European stocks were up in midday trading following positive news from the region’s central bankers. Germany’s DAX was up 0.22 percent, London’s FTSE 100 was up 1.11 percent, and the STOXX 50 index was up 0.18 percent.

U.S. futures at 8:40 a.m.: DJIA: +1.02%, S&P 500: +1.04%, NASDAQ: +0.95%.

Here are three stories to keep an eye on.

1) U.S Employment Situation: Total non-farm payroll employment increased by 195,000 in June, according to the U.S. Bureau of Labor Statistics. The headline unemployment rate remained unchanged at 7.6 percent, with the total number of unemployed people — excluding discouraged workers who have dropped out of the labor force — remaining relatively unchanged at 11.8 million. The labor force participation rate was 63.5 percent, while the employment-to-population ratio was 58.7 percent. On the year, labor force participation is down 0.3 percent.

Employment Situation

Euro Zone2) Central Bankers Commit: On Thursday, the European Central Bank and the Bank of England both decided to keep monetary policy unchanged. In England, this means the official Bank Rate paid on commercial bank reserves will remain at 0.5 percent, and purchases will remain at 375 billion pounds ($561.7 billion). In the European Union, this means that the interest rates on the main refinancing operations, marginal lending facility, and deposit facility will remain unchanged at 0.50 percent, 1 percent, and 0 percent respectively.

The decision to keep rates unchanged was hardly a surprise, but the markets are happily digesting what looks like a commitment from ECB President Mario Draghi. In a post-meeting press conference, Draghi commented: “Looking ahead, our monetary policy stance will remain accommodative for as long as necessary. The Governing Council expects the key ECB interest rates to remain at present or lower levels for an extended period of time.

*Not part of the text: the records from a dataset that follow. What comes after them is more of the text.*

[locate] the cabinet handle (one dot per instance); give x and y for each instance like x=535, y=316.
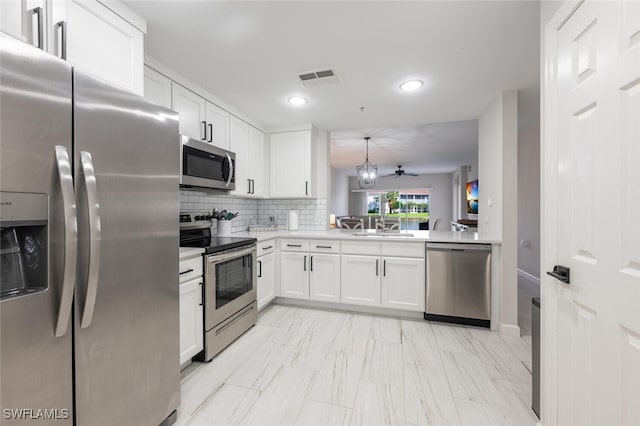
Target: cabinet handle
x=38, y=12
x=62, y=25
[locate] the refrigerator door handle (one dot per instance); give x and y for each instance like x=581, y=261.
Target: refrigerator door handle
x=70, y=240
x=94, y=238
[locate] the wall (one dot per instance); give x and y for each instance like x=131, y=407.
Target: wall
x=440, y=200
x=498, y=196
x=339, y=194
x=529, y=200
x=312, y=212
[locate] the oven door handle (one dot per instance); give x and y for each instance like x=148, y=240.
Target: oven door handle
x=218, y=258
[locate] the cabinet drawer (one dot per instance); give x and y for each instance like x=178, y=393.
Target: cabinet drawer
x=324, y=246
x=359, y=247
x=294, y=245
x=190, y=268
x=402, y=249
x=266, y=247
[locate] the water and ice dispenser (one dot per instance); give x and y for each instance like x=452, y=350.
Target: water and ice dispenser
x=23, y=244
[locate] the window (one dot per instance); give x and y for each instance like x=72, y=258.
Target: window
x=410, y=206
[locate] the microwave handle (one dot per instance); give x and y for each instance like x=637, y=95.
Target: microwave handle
x=230, y=170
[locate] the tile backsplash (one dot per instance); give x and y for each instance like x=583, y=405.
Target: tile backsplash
x=312, y=212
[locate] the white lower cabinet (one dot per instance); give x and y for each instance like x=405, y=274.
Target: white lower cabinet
x=266, y=279
x=360, y=280
x=324, y=277
x=403, y=283
x=294, y=276
x=191, y=319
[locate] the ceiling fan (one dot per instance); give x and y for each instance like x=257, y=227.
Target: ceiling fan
x=401, y=172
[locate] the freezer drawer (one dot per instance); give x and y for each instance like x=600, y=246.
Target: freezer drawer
x=459, y=283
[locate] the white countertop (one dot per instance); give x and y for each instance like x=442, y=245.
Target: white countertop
x=371, y=235
x=186, y=252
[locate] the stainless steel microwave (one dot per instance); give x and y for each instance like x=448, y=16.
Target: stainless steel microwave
x=206, y=166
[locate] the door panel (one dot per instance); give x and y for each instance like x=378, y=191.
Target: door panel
x=127, y=359
x=36, y=366
x=598, y=75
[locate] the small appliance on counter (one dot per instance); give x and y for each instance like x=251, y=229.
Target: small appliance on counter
x=230, y=269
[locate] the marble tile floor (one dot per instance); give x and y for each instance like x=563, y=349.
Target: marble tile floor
x=302, y=366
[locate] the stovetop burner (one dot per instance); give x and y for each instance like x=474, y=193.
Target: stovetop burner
x=195, y=231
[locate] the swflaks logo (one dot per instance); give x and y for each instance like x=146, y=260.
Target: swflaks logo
x=35, y=414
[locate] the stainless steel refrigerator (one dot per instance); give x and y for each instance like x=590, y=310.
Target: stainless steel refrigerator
x=89, y=201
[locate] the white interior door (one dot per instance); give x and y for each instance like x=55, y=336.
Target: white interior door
x=597, y=147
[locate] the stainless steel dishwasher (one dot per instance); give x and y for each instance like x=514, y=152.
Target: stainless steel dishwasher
x=458, y=283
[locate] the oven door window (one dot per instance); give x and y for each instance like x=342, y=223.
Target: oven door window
x=205, y=165
x=233, y=279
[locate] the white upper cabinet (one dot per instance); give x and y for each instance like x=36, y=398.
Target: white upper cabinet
x=240, y=145
x=24, y=20
x=257, y=162
x=157, y=87
x=290, y=164
x=97, y=40
x=191, y=108
x=217, y=125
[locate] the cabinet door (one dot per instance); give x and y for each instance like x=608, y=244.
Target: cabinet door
x=403, y=283
x=266, y=279
x=324, y=277
x=290, y=164
x=100, y=42
x=217, y=125
x=157, y=87
x=191, y=319
x=19, y=19
x=257, y=162
x=294, y=275
x=360, y=280
x=191, y=109
x=240, y=145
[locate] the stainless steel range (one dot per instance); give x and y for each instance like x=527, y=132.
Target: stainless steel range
x=229, y=284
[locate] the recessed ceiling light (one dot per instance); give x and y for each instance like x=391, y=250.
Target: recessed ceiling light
x=297, y=100
x=411, y=85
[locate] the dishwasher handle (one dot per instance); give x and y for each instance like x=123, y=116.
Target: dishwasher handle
x=457, y=247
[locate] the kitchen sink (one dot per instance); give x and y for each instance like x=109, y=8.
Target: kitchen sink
x=382, y=234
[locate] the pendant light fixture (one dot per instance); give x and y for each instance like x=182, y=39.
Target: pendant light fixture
x=366, y=171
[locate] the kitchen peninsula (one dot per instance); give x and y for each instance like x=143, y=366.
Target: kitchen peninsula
x=354, y=270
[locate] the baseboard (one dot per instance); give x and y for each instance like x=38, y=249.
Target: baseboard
x=527, y=276
x=509, y=330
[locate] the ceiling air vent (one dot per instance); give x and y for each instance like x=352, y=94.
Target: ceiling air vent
x=318, y=78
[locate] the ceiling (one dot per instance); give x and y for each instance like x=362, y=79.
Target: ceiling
x=249, y=54
x=430, y=148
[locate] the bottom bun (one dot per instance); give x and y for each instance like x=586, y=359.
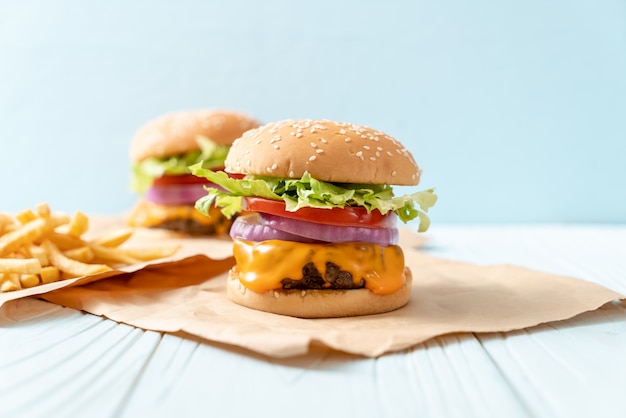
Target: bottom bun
x=314, y=303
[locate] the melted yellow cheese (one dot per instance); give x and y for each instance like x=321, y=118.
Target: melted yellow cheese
x=262, y=265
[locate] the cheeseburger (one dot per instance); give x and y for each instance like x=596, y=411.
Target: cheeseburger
x=322, y=239
x=161, y=153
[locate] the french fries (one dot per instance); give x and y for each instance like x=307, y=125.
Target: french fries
x=40, y=246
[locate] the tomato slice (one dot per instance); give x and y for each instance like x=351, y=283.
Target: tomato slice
x=168, y=180
x=346, y=216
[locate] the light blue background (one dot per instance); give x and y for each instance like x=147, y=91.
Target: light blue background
x=515, y=110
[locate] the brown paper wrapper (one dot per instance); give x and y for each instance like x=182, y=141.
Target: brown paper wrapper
x=188, y=297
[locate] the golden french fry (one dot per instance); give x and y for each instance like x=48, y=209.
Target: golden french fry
x=6, y=223
x=66, y=242
x=20, y=265
x=79, y=224
x=43, y=210
x=113, y=239
x=24, y=235
x=83, y=254
x=50, y=274
x=9, y=282
x=26, y=216
x=59, y=219
x=41, y=246
x=67, y=265
x=37, y=252
x=29, y=280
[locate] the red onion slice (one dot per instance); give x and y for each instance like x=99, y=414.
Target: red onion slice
x=330, y=233
x=177, y=194
x=247, y=227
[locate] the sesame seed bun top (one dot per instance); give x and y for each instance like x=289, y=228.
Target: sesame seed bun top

“This expectation is based on the overall subdued outlook for inflation extending into the medium term, given the broad-based weakness in the real economy and subdued monetary dynamics,” he continued. “In the period ahead, we will monitor all incoming information on economic and monetary developments and assess any impact on the outlook for price stability.”

The news is a boon to markets looking for as much certainty about the state of future policy as possible. In addition to the ECB’s commitment, the BoE’s Monetary Policy Committee has been asked to investigate “some form of forward guidance, including the possible use of intermediate thresholds.”

3) China Continues to Tackle Economic Reform: On Friday, China’s State Council issued a statement reiterating its commitment to maintaining prudent monetary policy and a “reasonable level” of credit growth. According to Chinese news agency Xinhua, the statement vowed to “strike a balance between stabilizing economic growth, adjusting the economic structure, stemming consumer inflation, and guarding against financial risks.”

The news comes on the heels of a cash crunch in the country. Over the past few weeks, the markets have witnessed something of a tug-of-war between the Chinese government and financial institutions within the country over the supply of money. The government is keen on keeping growth under control and ensuring that loans make their way to those who actually need them, while a quarter-end rush for cash to dress books resulted in a huge — but relatively temporary — spike in costs.

According to the government’s guidelines, it will use monetary tools to increase the velocity of money in China and ensure that credit is available to those industries that need them most: manufacturing and technology.